Beijing's war with Hong Kong, Christianity
Just about a year ago, voters in Hong Kong sent a loud and clear message to Beijing: They would not lose the freedoms they enjoyed. In fact, pro-democracy forces there won 389 of 452 parliamentary seats in that election — more than 3 times their previous total. Even more, the results were seen as overwhelming support for the pro-democracy protesters that had been filling the streets of Hong Kong for weeks.
At the time, I wondered out loud how Xi Jinping and his Communist cadres would respond. I feared then, and even predicted, that Beijing would not sit idly by. Though distracted for a few months by the global pandemic they largely caused, it’s become clear that Eye of Sauron has turned its attention back to Hong Kong.
On Thursday, China’s National People’s Congress announced it will “deliberate” a new law for, and I quote, “establishing and improving the legal system and enforcement mechanisms” for Hong Kong in order to, and of course they would claim this, “safeguard national security.” What this means in plain English is that Communist dictator Xi Jinping has had enough of Hong Kong’s trouble and has decided to put an end to their independence.
Unfortunately, there is little the rest of the world can do about it. At least, Beijing thinks so, and it’s hard to blame them. After all, it already dictates terms of surrender to global corporations like Apple and the NBA. It can apparently cow the European Union into changing its findings on COVID-19 so not to criticize China. It’s able to silence any protest from Muslim nations about its cultural and physical genocide of millions of Chinese Uighurs.

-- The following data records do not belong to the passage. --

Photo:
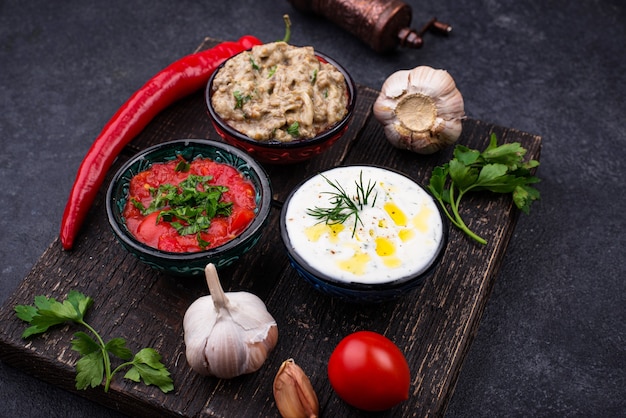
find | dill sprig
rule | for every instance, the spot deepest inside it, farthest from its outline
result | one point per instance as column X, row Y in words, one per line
column 343, row 206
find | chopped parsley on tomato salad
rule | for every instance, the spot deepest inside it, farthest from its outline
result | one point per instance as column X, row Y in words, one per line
column 181, row 206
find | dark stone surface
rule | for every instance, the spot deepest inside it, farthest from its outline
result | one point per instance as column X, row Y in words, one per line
column 552, row 339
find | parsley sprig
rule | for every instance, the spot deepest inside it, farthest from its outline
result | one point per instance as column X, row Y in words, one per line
column 343, row 205
column 498, row 169
column 189, row 206
column 94, row 364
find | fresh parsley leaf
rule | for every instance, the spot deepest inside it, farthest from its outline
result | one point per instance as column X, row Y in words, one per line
column 240, row 99
column 94, row 365
column 497, row 169
column 183, row 166
column 254, row 64
column 147, row 366
column 190, row 206
column 294, row 129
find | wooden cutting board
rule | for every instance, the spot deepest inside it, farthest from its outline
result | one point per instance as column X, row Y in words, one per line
column 434, row 326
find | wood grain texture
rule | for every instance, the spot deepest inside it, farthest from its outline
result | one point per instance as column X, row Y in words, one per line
column 433, row 325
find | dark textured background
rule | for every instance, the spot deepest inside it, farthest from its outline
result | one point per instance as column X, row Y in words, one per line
column 552, row 340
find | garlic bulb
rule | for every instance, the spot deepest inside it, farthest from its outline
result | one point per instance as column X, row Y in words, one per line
column 227, row 334
column 293, row 392
column 421, row 109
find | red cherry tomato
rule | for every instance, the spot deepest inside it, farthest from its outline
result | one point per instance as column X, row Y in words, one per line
column 369, row 372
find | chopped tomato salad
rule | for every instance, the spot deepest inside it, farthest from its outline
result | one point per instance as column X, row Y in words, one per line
column 181, row 206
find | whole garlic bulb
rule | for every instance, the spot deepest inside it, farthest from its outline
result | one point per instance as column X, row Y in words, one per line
column 227, row 334
column 421, row 109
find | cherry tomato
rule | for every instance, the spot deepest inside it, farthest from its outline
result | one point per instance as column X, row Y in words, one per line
column 369, row 372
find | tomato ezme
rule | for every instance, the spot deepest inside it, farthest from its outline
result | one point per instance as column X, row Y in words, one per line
column 156, row 214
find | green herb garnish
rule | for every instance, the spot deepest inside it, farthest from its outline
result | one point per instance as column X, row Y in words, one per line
column 314, row 76
column 344, row 206
column 240, row 99
column 499, row 169
column 254, row 65
column 190, row 206
column 294, row 129
column 94, row 364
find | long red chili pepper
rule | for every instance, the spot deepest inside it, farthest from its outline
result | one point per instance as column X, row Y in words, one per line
column 178, row 80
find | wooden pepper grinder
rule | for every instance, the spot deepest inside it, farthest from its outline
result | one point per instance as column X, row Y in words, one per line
column 382, row 24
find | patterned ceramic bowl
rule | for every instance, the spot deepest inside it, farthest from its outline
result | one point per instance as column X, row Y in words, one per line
column 190, row 263
column 276, row 152
column 395, row 243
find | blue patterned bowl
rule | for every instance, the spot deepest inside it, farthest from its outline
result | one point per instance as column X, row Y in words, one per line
column 189, row 264
column 328, row 276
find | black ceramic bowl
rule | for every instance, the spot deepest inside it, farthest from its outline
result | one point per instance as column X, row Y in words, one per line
column 385, row 284
column 276, row 152
column 190, row 263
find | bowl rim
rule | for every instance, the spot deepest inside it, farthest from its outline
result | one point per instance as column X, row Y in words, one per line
column 262, row 215
column 295, row 144
column 358, row 286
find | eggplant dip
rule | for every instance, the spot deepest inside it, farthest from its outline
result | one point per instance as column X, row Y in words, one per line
column 279, row 92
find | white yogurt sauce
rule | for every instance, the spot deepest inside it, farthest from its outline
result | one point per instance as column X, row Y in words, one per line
column 400, row 235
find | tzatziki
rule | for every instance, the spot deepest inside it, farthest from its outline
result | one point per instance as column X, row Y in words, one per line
column 397, row 231
column 280, row 92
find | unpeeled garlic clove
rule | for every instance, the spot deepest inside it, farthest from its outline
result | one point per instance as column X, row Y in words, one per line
column 293, row 392
column 421, row 110
column 227, row 334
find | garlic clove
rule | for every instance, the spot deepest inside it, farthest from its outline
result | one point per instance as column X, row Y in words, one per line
column 227, row 334
column 293, row 392
column 421, row 109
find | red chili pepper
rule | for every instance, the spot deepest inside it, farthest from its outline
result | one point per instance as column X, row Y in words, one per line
column 178, row 80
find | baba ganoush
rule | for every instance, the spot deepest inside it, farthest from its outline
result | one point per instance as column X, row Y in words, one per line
column 281, row 92
column 398, row 233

No wonder they expect to get away with this too.
To review how we got to this point, when the British handed Hong Kong over to China in 1997, a unique “one country, two systems” regime was established that would make Hong Kong part of China, but also maintain its own local government, economic and social systems, etc. At the time, China and the U.K. agreed the arrangement would last for 50 years. I’m no mathematician, but we’re not even halfway there yet. It’s hard to imagine that anything short of an unprecedented global outcry will cause China to back off.

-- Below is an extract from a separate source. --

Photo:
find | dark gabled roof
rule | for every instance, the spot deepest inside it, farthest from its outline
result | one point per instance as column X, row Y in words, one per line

The natives of Hong Kong have no doubt about the seriousness of this threat. As Hong Kong lawmaker Tanya Chan told NBC News, “I recall the time when I was young, and I believed in ‘one country, two systems,’ and we were going to showcase to the world that Hong Kong people can rule Hong Kong. But now, I’m not yet 50 years old and suddenly all is gone.”
Despite this show of force and so much that we hear, China is a lot weaker than it appears. Economic growth there is at “its slowest pace in nearly three decades of modern record-keeping.” Throw in a sinking labor force and the added economic impact of COVID-19, and China’s Communist Party has a big problem on its hands. Their only source of legitimacy has been economic growth. For the past 40 years, the Chinese people have been asked, over and over, to trade certain freedoms away for increasing prosperity. The fragile balance is sure to collapse if that prosperity goes away.
It’s no coincidence that Xi Jinping doubled down on his own cult of personality and cracked down on religious freedom just as China’s economy began to slow. The renewed call to Chinese nationalism from Beijing effectively distracted the population from growing economic worries and offered an effective pretext for cracking down on Hong Kong protestors, many of whom see their protesting as an outworking of their Christian faith and as something for which they are willing to die. Because so much of the Christian activity in China flows through Hong Kong, an assault on Hong Kong is rightly seen as part of the larger war on Chinese Christianity.
We must pray for Hong Kong, including the hundreds of thousands of Christians there. We must pray against the power of Beijing and Xi Jinping. We must pray that world leaders will show the backbone that has been sorely lacking when it comes to China relations over the past decade. There must not be “business as usual” with such a brutal regime.